While the special counsel investigation may have launched with Rod Rosenstein’s instructions to address the connections between the Trump campaign and Russia, those instructions made it clear Mueller could look into other matters that he encountered along the way.
As early as June, the special counsel moved to take over an existing investigation into Manafort.
The special counsel investigating possible ties between President Trump's campaign and Russia's government has taken over a separate criminal probe involving former Trump campaign chairman Paul Manafort, and may expand his inquiry to investigate the roles of Atty Gen. Jeff Sessions and Deputy Atty. Gen. Rod Rosenstein in the firing of FBI Director James B. Comey, the Associated Press has learned.
So compared to the rest of the investigation, the study of Manafort’s criminal actions had a head start. The interview and raid that took place in July likely grew from those early efforts, which included the move to recruit Manafort’s son-in-law, Jeffrey Yohai.
The two best tools that Mueller has at the moment are likely Paul Manafort and Michael Flynn. Which is a shame, because both have been involved in illegal foreign lobbying and acting against the US national interest to protect the goals of autocratic leaders. It would be terrible to see either of them get off the hook.
But not as terrible as leaving Trump in place. Though there are other ways this could go down.
Of course, the Manafort inquiry is just one thread of Mueller’s multifaceted effort, which includes the purchase of Trump real estate properties by wealthy Russians going back a decade, the foreign ties of Michael Flynn, who was briefly the administration’s National Security Adviser, and the dismissal of FBI chief James Comey by the President.
And while Manafort says he’s not working with investigators.
Manafort’s spokesman, Jason Maloni, declared last month that Manafort was not a "cooperating witness" -- a legal term for someone who agrees to provide evidence and testimony to prosecutors.
There are different definitions of “cooperating.”

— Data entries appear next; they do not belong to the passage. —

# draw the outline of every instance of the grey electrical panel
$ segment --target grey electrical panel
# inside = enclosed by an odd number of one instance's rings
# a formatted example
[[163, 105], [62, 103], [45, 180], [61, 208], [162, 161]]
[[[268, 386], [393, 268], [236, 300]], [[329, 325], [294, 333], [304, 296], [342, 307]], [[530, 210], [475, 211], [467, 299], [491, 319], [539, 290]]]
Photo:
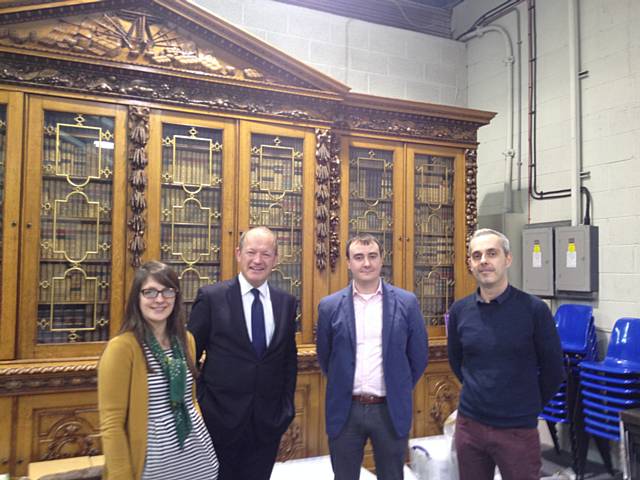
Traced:
[[522, 230], [522, 288], [539, 297], [553, 297], [553, 227]]
[[598, 291], [598, 227], [558, 227], [555, 232], [556, 290]]

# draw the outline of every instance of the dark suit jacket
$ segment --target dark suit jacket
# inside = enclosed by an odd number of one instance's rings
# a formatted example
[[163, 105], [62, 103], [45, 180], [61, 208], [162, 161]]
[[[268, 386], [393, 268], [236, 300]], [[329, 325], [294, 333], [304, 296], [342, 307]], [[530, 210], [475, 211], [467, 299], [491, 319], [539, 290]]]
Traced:
[[275, 330], [262, 358], [249, 339], [238, 278], [198, 291], [188, 329], [196, 358], [207, 352], [197, 395], [214, 443], [232, 443], [252, 422], [260, 441], [277, 441], [293, 420], [296, 299], [269, 286]]
[[[356, 369], [353, 290], [349, 286], [318, 306], [318, 362], [327, 375], [327, 434], [335, 438], [351, 408]], [[427, 367], [427, 332], [416, 296], [382, 283], [382, 368], [387, 408], [398, 437], [411, 428], [413, 387]]]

In fact, Manafort had alerted authorities to a controversial meeting on June 9, 2016, involving Trump’s son Donald Jr., other campaign representatives and a Russian lawyer promising damaging information on Hillary Clinton, according to people familiar with the matter. The president and his son-in-law, Jared Kushner, were dragged into the matter as details repeatedly emerged that contradicted the initial accounts of that meeting.
It had seemed earlier that it was Kushner’s attorneys who had first rung the bell on the Trump Tower meeting. If it was Manafort, was that the sound of a witness getting cooperative?